La mousson provoque de nouvelles inondations au Pakistan.

Islamabad. 11 septembre 2011. Près de 2,5 millions d’enfants ont été touchés par les sévères inondations qui se sont produites dans le sud du Pakistan suite à la mousson. L’UNICEF demande une aide accrue pour ces enfants qui émergent à peine de la catastrophe de 2010 avant que la situation n’empire. Des pluies et inondations très importantes affectent pour le moment 5 millions de Pakistanais dans la partie sud du pays, selon le gouvernement. La province de Sindh est la plus touchée.
Rien qu’à Sindh, on estime que plusieurs centaines de milliers de familles ont été touchées dans 22 des 23 districts provinciaux. Près d’un million d’habitations ont été détruites ou endommagées, les populations devenues des sans abri errent ou se retrouvent coincées le long des routes. 200.000 personnes ont pu trouver refuge dans les 1.400 camps d’accueil. Il s’agit principalement d’écoles, de bâtiments et de campements improvisés.
Les familles et les enfants étaient en pleine phase de reconstruction suite aux effets des inondations de 2010 qui avaient eu pour effet d’augmenter les taux de malnutrition chronique, de détériorer les conditions d’hygiène, de faire baisser le taux de fréquentation scolaire (surtout des filles) et d’accentuer les problèmes relatifs à la protection des enfants.
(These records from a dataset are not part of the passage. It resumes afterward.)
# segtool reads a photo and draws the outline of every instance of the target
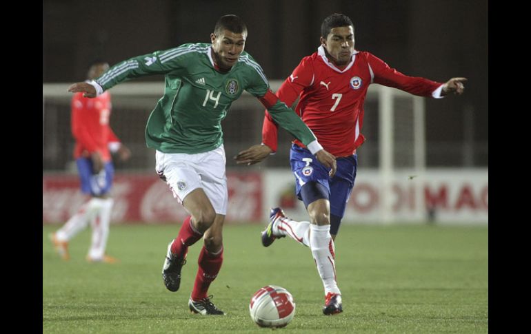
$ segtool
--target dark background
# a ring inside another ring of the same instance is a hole
[[[246,51],[268,77],[284,79],[316,50],[321,23],[333,12],[352,19],[357,50],[373,53],[403,73],[440,82],[468,78],[464,95],[427,99],[427,140],[455,143],[456,147],[466,140],[476,148],[471,166],[488,165],[485,0],[47,0],[43,83],[81,81],[97,58],[113,65],[184,43],[209,43],[216,21],[226,14],[246,23]]]

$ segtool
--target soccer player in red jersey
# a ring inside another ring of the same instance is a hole
[[[94,62],[90,67],[88,80],[97,78],[108,68],[106,62]],[[113,263],[117,260],[105,253],[114,202],[109,196],[114,174],[110,152],[117,152],[123,160],[128,159],[131,153],[109,126],[111,101],[108,92],[95,98],[77,93],[72,98],[71,107],[72,134],[76,140],[74,158],[79,172],[81,191],[91,198],[50,237],[61,258],[68,260],[68,242],[90,222],[92,236],[87,260]]]
[[[281,209],[274,208],[261,237],[265,247],[276,238],[288,236],[310,248],[325,288],[323,312],[332,315],[343,311],[336,282],[334,240],[356,178],[356,149],[365,140],[361,128],[369,85],[379,83],[414,95],[439,98],[450,93],[462,94],[466,79],[452,78],[439,83],[408,76],[371,53],[354,50],[354,25],[341,14],[325,19],[321,32],[317,52],[301,61],[276,94],[288,106],[300,97],[295,112],[323,147],[335,156],[337,170],[330,178],[329,169],[316,161],[300,141],[294,140],[290,163],[297,194],[303,201],[310,221],[292,220]],[[240,152],[236,157],[237,163],[252,165],[275,152],[277,129],[266,110],[263,144]]]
Les nouvelles inondations ont interrompu le processus de reconstruction.
« Les enfants sont les personnes les plus vulnérables dans les situations d’urgence. Beaucoup d’entre eux font face à une deuxième urgence majeure en l’espace d’un an seulement. Leur résistance était déjà faible et ils présentaient une plus grande vulnérabilité que la normale », explique Dan Rohrmann, représentant de l’UNICEF au Pakistan.
« Nous assistons à de vastes scènes de désolation dans toute la province de Sindh. Nous devons nous concentrer sur l’accès aux soins de santé, à la nutrition et à l’eau potable tout en insistant sur la protection. Au début d’une urgence comme celle-ci, il est essentiel pour les enfants de bénéficier d’interventions vitales et de retrouver au plus vite un sentiment de normalité », poursuit D. Rorhmann.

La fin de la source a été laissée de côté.